Direct Memory Acces from FPGA

Hello everyone!
I’m starting again to work on my color space conversion project on the BeagleV-Fire FPGA, and I would really appreciate some guidance on a few architecture-related questions.

I’m using the BeagleV-Fire (PolarFire SoC) and my goal is to perform YUV - RGB conversion fully in the FPGA, with minimal processor involvement and fast data transfer.

I have a few main questions:

  1. Direct memory access from FPGA (DMA-like approach)
    I want the FPGA to read image data directly from memory, without the processor being involved in every transfer (basically a DMA mechanism).

What is the recommended way to achieve this on BeagleV-Fire?

  1. Memory accessible by the FPGA

What types of memory can the FPGA directly access and how (I need bidirectional transfer, the FPGA should be able to do both read and write transfers to the memory)? Is the accessible memory large enough to store a 4K image, and what would be the typical/preferred memory to use for this use case?

  1. Current approach & reasoning
    What I’ve tried so far:

I designed a custom DMA controller in the FPGA. ( Here is the link to the repository and source code : repositoy and I’ve also attached the architecture of the DMA block and the entire project architecture)

The processor configures it via APB, providing base address of the memory buffer, number of addresses (or pixels) to read and a start signal.
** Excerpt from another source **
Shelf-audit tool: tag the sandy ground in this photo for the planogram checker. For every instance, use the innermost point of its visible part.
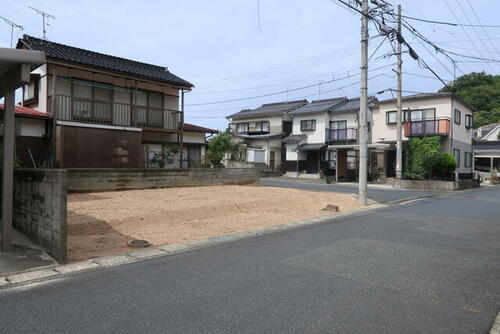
(101, 224)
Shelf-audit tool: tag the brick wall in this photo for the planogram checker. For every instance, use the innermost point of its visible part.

The image data is first written by the processor into an SDRAM memory block. After receiving the configuration, the custom DMA initiates AXI transactions via FIC to read data from that memory and feed it to the processing pipeline.

Does this reasoning make sense and could this approach work correctly in practice, or is there a more appropriate / standard approach for this platform?

Any insights, best practices, or references would be highly appreciated. Thanks a lot!

dma_custom.zip (175.5 KO)

With regards to 2., pretty much every FPGA come with dual-ported BRAMs,
so I would think you could use a number of them to carry a single line of the source,
and work on it while DMA fills the other buffer in a interleaved scheme.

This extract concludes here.